Mais dans la région Asie-Pacifique, et tout particulièrement dans la mer de Chine méridionale (où les tensions sont plus intenses), les implications stratégiques du porte-avions chinois pourraient être significatives. La Chine se montre de plus en plus déterminée lorsqu’un conflit survient dans ces eaux riches en ressources et très fréquentées; que ce soit avec le Vietnam ou avec les Philippines. La couverture aérienne assurée par le Varyag pourrait empêcher ces deux pays de se défendre efficacement face à une éventuelle attaque chinoise.

C’est également en Asie du Sud-est que les implications politiques d’un porte-avions chinois ont le plus de poids. La région Asie-Pacifique peut s’attendre à des escales périodiques du Varyag dans les prochaines années. La rhétorique entourant ces escales sera sans doute centrée sur les intentions pacifiques de la Chine et les promesses inhérentes à une coopération avec Pékin; le message sous-jacent (et presque transparent) étant que la Chine est désormais une superpuissance avec laquelle il faut compter. Ces pays se tourneront sans doute alors vers les Etats-Unis pour que ces derniers servent de contrepoids à cette menace militaire implicite, et Washington doit se préparer à répondre à cet appel au mieux de ses intérêts.

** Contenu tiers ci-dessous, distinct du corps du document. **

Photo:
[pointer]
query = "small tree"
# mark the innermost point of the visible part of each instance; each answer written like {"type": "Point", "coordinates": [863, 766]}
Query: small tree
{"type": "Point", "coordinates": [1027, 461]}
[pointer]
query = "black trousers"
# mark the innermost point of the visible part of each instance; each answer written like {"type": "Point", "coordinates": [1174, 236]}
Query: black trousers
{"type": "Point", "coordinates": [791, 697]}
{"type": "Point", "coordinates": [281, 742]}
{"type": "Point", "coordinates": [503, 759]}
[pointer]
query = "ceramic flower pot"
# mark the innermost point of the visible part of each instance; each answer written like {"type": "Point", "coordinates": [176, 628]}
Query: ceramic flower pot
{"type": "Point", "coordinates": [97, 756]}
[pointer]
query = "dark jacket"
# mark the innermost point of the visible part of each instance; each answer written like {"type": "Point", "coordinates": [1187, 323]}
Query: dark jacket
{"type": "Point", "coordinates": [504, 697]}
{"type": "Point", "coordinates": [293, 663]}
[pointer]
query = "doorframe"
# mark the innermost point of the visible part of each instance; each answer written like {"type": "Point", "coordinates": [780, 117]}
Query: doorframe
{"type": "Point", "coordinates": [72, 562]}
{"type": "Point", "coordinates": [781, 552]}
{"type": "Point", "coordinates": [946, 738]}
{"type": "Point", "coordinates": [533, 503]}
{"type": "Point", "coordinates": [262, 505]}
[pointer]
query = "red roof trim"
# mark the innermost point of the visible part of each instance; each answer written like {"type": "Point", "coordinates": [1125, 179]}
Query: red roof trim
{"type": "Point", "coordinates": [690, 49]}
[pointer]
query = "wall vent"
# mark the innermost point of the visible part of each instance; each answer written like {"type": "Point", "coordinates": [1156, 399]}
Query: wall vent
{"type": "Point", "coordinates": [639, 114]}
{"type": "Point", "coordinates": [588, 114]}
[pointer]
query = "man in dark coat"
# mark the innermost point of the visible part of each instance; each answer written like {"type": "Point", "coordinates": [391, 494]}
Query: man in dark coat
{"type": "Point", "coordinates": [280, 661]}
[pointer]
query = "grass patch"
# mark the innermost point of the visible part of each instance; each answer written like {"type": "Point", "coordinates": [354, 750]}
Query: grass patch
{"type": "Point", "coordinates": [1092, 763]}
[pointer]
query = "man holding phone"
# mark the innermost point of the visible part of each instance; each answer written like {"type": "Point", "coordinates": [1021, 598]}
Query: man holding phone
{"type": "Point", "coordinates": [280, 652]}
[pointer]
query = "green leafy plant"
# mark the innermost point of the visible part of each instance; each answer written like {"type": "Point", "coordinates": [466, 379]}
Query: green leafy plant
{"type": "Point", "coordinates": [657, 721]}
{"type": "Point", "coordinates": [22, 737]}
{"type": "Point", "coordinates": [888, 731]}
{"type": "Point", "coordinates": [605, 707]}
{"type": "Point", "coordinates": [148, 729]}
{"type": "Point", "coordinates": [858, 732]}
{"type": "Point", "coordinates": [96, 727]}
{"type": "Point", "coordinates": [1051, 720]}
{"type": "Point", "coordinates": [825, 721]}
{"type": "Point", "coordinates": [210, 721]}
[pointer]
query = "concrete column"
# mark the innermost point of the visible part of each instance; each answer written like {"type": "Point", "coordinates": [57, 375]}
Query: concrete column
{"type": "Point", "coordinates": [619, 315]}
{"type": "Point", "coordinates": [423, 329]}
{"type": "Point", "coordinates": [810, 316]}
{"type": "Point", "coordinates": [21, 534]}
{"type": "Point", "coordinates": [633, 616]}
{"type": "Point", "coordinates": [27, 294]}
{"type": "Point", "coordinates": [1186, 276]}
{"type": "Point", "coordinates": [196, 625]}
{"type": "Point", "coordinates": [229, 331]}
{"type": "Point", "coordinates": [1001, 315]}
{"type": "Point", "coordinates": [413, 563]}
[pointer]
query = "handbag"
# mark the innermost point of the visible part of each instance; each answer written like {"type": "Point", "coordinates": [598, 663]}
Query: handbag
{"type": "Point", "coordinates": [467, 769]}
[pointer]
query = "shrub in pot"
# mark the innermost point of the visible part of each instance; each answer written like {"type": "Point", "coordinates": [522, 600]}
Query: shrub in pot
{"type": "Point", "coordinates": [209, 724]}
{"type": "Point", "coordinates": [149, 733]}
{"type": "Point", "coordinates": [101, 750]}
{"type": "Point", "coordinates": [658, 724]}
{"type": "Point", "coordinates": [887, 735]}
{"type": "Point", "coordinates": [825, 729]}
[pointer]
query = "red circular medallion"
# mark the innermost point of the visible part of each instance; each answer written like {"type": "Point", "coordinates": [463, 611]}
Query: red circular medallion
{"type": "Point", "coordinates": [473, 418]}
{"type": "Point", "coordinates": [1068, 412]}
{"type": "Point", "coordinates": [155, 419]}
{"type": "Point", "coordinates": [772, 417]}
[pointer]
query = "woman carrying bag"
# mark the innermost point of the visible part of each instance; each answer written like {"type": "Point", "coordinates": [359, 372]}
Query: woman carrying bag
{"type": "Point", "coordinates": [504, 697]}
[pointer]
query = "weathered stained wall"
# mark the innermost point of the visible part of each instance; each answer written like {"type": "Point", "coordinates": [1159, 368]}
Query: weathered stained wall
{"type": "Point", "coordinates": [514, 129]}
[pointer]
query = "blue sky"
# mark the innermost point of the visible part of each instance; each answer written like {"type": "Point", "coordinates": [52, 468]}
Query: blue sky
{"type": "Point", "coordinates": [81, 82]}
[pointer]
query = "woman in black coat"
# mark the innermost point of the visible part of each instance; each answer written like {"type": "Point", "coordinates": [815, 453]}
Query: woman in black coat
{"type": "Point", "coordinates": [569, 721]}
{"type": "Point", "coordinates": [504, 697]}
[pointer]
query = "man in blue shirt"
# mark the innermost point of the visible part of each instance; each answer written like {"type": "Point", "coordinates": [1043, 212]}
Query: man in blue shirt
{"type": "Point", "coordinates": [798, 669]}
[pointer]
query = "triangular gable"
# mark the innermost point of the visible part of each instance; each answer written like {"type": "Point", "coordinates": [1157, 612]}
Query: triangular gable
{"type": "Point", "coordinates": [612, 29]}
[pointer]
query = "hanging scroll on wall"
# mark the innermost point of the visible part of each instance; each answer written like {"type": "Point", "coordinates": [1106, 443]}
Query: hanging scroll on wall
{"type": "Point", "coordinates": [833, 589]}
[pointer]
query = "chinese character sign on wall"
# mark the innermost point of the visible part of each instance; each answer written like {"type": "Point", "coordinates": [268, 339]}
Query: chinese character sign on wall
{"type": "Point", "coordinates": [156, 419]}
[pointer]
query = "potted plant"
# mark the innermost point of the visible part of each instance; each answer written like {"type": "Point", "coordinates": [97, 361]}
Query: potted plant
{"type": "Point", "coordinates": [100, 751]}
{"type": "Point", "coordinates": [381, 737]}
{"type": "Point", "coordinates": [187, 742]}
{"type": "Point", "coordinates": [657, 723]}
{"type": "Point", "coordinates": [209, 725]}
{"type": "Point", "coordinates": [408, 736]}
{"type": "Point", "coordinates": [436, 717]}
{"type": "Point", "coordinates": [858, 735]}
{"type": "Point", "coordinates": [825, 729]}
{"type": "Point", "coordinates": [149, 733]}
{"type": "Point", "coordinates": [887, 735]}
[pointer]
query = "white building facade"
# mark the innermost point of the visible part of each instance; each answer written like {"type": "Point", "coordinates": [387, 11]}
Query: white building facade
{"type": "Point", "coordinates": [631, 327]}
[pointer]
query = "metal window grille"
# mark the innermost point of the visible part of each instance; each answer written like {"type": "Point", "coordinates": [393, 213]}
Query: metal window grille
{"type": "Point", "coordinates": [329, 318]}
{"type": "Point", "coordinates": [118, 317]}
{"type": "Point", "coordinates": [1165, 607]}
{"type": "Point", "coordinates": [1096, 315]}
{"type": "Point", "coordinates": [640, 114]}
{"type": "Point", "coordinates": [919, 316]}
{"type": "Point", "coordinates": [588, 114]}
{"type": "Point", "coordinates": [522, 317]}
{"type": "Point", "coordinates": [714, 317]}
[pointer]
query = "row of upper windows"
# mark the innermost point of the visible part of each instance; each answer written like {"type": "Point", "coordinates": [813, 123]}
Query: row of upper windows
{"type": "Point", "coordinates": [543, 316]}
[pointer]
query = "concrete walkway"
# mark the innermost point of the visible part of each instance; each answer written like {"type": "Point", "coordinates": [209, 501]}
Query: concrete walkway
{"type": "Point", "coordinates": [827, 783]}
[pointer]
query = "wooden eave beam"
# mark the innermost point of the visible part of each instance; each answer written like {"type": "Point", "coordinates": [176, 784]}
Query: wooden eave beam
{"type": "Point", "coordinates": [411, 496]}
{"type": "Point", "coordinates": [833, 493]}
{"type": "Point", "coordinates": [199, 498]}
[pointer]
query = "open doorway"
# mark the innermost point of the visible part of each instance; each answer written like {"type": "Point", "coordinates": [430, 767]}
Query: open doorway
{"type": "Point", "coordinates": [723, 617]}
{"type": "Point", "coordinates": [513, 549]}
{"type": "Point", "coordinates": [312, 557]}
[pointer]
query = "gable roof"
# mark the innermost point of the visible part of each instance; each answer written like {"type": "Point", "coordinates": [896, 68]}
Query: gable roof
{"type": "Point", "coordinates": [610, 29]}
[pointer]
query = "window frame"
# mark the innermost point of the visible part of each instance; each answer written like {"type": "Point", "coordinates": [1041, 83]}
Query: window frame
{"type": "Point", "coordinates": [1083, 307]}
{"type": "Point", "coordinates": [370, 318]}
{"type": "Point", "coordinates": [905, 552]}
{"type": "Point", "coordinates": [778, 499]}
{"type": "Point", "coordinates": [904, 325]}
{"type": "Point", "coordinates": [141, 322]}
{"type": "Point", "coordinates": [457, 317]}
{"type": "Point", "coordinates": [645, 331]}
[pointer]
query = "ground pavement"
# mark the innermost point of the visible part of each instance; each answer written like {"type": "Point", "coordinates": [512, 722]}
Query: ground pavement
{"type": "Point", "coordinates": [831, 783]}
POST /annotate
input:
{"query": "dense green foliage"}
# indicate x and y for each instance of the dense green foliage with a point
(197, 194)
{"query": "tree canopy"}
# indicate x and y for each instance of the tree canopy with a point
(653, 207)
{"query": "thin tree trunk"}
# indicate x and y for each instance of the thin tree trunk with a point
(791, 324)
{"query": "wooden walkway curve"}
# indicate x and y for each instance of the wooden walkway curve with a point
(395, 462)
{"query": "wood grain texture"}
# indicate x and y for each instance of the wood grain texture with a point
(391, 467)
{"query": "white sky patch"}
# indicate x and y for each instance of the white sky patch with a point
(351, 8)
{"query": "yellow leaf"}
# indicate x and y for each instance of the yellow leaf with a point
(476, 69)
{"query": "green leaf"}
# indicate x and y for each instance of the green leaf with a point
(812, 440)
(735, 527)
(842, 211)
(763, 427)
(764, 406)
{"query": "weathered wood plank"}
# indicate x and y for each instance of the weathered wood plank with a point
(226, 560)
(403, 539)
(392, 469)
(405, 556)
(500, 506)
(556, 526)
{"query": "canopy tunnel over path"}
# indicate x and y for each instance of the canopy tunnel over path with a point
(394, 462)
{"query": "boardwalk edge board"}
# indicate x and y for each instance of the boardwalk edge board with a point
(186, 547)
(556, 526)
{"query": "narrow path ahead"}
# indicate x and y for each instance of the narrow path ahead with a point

Ce serait une erreur que d’exagérer les conséquences stratégiques de l’existence du premier porte-avions chinois. La mise en service du Varyag ne modifiera pas l’équilibre des forces militaires de manière conséquente dans la région Asie-Pacifique, et elle ne remettra pas en question la domination militaire américaine. Mais le porte-avions est un important signe annonciateur des temps à venir.

La puissance maritime de la Chine s’accroît de jour en jour. Lorsque ses porte-avions et ses navires d’escorte sillonneront les eaux du Pacifique occidental, de la mer de Chine méridionale et de l’océan Indien à une fréquence croissante, Washington sera contraint de prendre en considération la volonté sous-jacente de domination militaire continue qui est à la base de sa stratégie d’ensemble. Compte-tenu des contraintes budgétaires qui pèsent aujourd’hui sur les Etats-Unis, il est plus que jamais essentiel d’envisager avec lucidité les intérêts et les défis à long-terme de l’Amérique. L’avenir commence aujourd’hui.

Abraham M. Denmark, conseiller au Center for Naval Analyses. Andrew S. Erickson, enseignant à la U.S. Naval War College et anime un blog. Gabriel Collins, spécialiste des matières premières et des questions de sécurité, est le co-fondateur du site China Sign Report.